On privatisation of Air India: Ready for sale

The Union Cabinet has approved a series of changes in foreign direct investment norms as the government prepares to enter the last lap of its economic policy-setting phase ahead of the 2019 election. Key among these was the decision to allow up to 49% overseas ownership, including by a foreign airline, in Air India. This comes just a little more than six months after the Cabinet Committee on Economic Affairs gave its nod for a strategic disinvestment of the airline. The relaxation in ownership norms clears the decks for possible bidders such as the Singapore Airlines-Tata combine and Jet Airways — with its overseas equity and route partners — to make a more detailed commercial assessment of the investment opportunity the state-owned flag carrier presents. For the fiscally constrained government, the decision couldn’t have come sooner. With the Union Budget due soon and the government woefully short of its budgeted strategic disinvestment goal for the current financial year — as of end-November, only 28% of the targeted ₹15,000 crore had been realised — the hope must be for an accelerated timetable for the stake sale. Still, the fulfilment of a necessary condition for a strategic sale doesn’t automatically become sufficient grounds for a successful privatisation. Given the carrier’s accumulated debt of about ₹50,000 crore and the fact that the interest of potential investors is likely to be focussed on Air India’s lucrative long-haul international routes and its fleet of more than 40 wide-bodied aircraft, disinvestment will be neither easy nor guaranteed. At the very least, the government needs to set a clear, unambiguous road map for the sale process.

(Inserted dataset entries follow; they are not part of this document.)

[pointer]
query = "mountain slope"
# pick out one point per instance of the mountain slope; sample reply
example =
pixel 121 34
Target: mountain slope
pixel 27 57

The other reform cleared by the Cabinet was the crucial decision to put 100% FDI in Single Brand Retail Trading under the ‘automatic’ route, accompanied by the long-sought relaxation of mandatory local sourcing norms. This had been a major issue with potential investors including Apple, which had repeatedly urged the government to take a more benign view given the level of technological advancement incorporated in its products and the difficulty in finding local sources of supply at the requisite scale. The five-year holiday on the 30% local-sourcing requirement is expected to give companies setting up shop here adequate time to identify, train and even technologically assist in the creation of local supply chains. If this decision was going to be made, it is surprising it was not done in November 2015, when the Centre changed tack and opened up single brand retail to 100% FDI. An early decision would have helped, given the sector’s potential for job-creation and technology upgradation. Still, better late than never.